Distant light at the very edge of the universe could be seeping in from a neighbouring cosmos.
This is the theory put forward by Ranga-Ram Chary, an astronomer at the California Institute of Technology, who argues the mysterious far-away light just doesn't fit into our current model of the universe.
By comparing Plank's map of the cosmic microwave background, which shows how light would have been scattered across the early universe, with recent observations made by the European Space Agency's (ESA) Plank telescope, he found that the two didn't add up exactly – there were some bright spots in the ESA's pictures that were not accounted for in Plank's map.
From this, he concludes that the light might be the result of two universes bumping into each other when they expanded exponentially in the split second after the Big Bang some 13.7bn years ago.
It's a bit like looking back in time – the light is so far away that the signal comes from the first few thousand years after the explosion happened.
The theory of a “multiverse” is no new concept.
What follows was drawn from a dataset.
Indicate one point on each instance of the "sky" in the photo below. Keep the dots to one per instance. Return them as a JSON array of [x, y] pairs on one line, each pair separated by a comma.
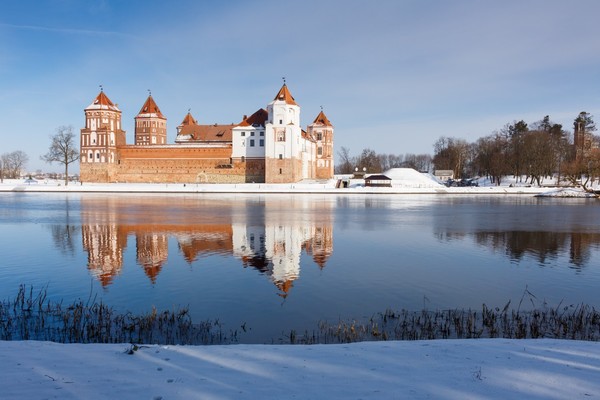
[[392, 75]]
After all, there's no evidence out there to suggest there's nothing beyond our own universe. That said, there's also no solid evidence to that a multiverse does exist, which is why this discovery could turn out to be such a big deal. It's currently published on the open source site arxic.org, although Chary has submitted it for official publication in the Astrophysical Journal.
“The properties of our observable universe have recently been characterised in unprecedented detail through analysis of the cosmic microwave background fluctuations, a relic of the hot Big Bang,” Chary says in his report.
The fine tuning of parameters in the early universe required to reproduce our present day universe suggests that our universe may simply be a region within an eternally inflating super-region.
Many other regions beyond our observable universe would exist with each such region governed by a different set of physical parameters than the ones we have measured for our universe.
But if this neighbouring universe does exist, it's unlikely to be anything like our own. The results from this study suggest it has a very different chemical make-up, with many more baryons and photons than we have in our own universe. These subatomic particles are thought to come from a very early stage in the universe's evolution, when electrons and protons combined to form hydrogen – the simplest kind of atom we know.